Modern BI tools present vast opportunities for organizations, allowing businesses to unearth new insights, efficiencies, and innovations, and become more proactive in carrying out daily operations.
According to experts in this space, BI is prime for a paradigm shift in 2021. Here IT leaders predict key changes they see shaping up for BI in 2021.
BI advances to a new stage. 2.5 quintillion bytes of data are produced by people every day, and it will grow faster each year. Business intelligence leaders are already struggling to translate this explosion of complex data into actionable insights. As a result, there will be a significant demand for more advanced, easy-to-use data translation tools.—Ramesh Panuganty, CEO of MachEye.
Accelerated data movement to the cloud will disrupt existing BI infrastructure. While this trend has already begun, it is likely to pick up steam in 2021. “On premises” data stores fail to scale compared to the explosive growth in data assets. Businesses from restaurants to healthcare organizations are embracing the cloud for better agility and scalability. As a result, more and more analytical and reporting data stores will also move to the cloud. 2021 will see a “hockey stick” adoption of cloud data stores. However, from a SQL execution standpoint, existing BI infrastructures fall short of meeting new cloud data store requirements. To adapt to the cloud ecosystem, organizations will have to upgrade to advanced BI platforms.— Dhiren Patel, MachEye’s chief product officer and head of customer success.
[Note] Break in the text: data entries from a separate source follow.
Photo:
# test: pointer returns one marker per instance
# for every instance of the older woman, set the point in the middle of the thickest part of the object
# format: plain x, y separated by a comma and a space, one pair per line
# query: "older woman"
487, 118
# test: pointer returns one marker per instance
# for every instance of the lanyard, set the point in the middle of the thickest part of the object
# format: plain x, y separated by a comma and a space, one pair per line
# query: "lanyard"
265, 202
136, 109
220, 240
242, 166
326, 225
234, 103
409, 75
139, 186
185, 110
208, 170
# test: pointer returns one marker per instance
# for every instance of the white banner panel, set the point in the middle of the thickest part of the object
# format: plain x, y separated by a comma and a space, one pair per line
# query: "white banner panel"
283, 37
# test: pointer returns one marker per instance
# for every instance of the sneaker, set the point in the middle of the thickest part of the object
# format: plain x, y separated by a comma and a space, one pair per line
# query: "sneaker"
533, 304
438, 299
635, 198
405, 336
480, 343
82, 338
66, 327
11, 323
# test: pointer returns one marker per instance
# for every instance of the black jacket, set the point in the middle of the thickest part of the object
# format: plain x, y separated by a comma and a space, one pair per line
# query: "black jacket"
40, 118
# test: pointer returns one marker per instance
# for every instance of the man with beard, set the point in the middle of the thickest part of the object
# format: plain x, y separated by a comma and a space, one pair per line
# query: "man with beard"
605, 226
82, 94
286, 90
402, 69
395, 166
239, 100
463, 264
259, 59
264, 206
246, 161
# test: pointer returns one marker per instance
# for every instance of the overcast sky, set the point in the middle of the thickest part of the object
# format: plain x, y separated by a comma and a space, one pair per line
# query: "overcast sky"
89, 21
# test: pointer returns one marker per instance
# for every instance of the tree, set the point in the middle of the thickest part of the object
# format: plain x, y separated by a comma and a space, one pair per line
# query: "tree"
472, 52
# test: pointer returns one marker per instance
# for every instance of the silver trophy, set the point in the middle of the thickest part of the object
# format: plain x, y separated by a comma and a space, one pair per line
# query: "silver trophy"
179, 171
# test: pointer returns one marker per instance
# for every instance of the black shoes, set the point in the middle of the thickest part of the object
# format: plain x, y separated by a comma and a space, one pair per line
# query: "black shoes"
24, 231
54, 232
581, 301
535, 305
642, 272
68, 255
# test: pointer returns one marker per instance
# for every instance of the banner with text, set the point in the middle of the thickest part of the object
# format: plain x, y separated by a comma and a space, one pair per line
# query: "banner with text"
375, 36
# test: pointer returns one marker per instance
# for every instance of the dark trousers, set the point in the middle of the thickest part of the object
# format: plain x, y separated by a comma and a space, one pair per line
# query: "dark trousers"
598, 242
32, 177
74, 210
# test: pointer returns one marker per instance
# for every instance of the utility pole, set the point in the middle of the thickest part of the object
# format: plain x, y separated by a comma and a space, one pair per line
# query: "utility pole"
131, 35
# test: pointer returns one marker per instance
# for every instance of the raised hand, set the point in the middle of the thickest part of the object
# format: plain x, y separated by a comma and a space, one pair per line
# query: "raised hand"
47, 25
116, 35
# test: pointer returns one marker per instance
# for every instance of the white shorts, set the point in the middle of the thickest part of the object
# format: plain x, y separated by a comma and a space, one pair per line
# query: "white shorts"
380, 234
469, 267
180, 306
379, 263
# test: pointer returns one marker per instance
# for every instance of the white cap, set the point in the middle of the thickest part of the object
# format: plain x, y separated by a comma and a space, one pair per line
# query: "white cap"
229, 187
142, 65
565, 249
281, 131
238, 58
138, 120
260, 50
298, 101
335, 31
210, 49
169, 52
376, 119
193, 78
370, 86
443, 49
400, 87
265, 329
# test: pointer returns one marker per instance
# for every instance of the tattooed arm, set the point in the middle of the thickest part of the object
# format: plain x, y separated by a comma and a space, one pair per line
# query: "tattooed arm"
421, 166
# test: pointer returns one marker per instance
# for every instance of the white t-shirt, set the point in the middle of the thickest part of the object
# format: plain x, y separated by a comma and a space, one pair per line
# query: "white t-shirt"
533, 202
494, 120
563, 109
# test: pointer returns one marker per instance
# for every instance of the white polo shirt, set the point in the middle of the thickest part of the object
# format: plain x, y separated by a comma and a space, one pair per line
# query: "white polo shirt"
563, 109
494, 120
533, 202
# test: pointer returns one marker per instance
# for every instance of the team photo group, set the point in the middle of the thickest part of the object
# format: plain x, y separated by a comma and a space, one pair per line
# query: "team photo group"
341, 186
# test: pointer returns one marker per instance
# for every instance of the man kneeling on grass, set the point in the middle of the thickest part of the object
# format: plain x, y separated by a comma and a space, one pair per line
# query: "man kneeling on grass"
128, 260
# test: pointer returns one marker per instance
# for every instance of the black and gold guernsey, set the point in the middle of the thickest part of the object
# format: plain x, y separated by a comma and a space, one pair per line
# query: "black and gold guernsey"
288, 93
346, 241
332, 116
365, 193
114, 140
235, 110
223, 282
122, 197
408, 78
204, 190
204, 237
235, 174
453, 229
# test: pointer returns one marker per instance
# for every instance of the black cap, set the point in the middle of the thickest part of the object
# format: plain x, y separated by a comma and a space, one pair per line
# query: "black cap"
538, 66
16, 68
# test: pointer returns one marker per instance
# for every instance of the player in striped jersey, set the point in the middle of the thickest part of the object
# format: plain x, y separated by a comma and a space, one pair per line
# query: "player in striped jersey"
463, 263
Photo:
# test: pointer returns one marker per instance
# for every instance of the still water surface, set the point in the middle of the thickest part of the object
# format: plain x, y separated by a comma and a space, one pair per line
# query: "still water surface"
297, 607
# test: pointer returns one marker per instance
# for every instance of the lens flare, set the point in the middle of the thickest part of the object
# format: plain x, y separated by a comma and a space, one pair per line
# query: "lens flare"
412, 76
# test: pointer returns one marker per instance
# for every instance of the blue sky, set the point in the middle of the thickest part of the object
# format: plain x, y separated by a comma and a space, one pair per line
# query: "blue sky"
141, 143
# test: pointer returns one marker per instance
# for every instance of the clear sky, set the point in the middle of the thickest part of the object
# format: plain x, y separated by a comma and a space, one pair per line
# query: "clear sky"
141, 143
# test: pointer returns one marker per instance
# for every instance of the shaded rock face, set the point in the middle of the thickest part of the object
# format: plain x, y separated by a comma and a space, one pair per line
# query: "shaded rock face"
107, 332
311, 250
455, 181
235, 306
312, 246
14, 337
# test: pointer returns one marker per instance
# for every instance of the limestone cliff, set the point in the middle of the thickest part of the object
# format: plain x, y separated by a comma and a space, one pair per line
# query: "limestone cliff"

More BIs Doing AI. The COVID-19 pandemic has slowed down AI investments during 2020 for most enterprises. Although AI is still one of critical technology areas, enterprises need an efficient way to scale their AI practices and implement AI in business to accelerate ROI in AI investment. As organizations face increased pressure to optimize their workflows, more and more businesses will begin asking BI teams to develop and manage AI/ML models. This drive to empower a new class of BI-based “AI developers” will be driven by two critical factors: First, Enabling BI teams with tools like AutoML 2.0 platforms is more sustainable and more scalable than hiring dedicated data scientists. Second, because BI teams are closer to the business use-cases than data scientists, the life-cycle from “requirement” to working model will be accelerated. New AutoML 2.0 platforms that help automate 100% of the AI/ML development process will allow businesses to build faster, more useful models.—Ryohei Fujimaki, Ph.D., founder and CEO of dotData.
BI and AI blend together. BI and AI will deepen their liaison. Whether scoring BI data sets against ML models and visualizing the predictions, or leveraging natural language processing for generating visualizations, insights, and summaries, AI and BI will increase their synergies. And as conventional BI capabilities continue to commoditize, vendors will need BI+AI as a new front in the innovation wars.—Andrew Brust, analyst, Gigaom.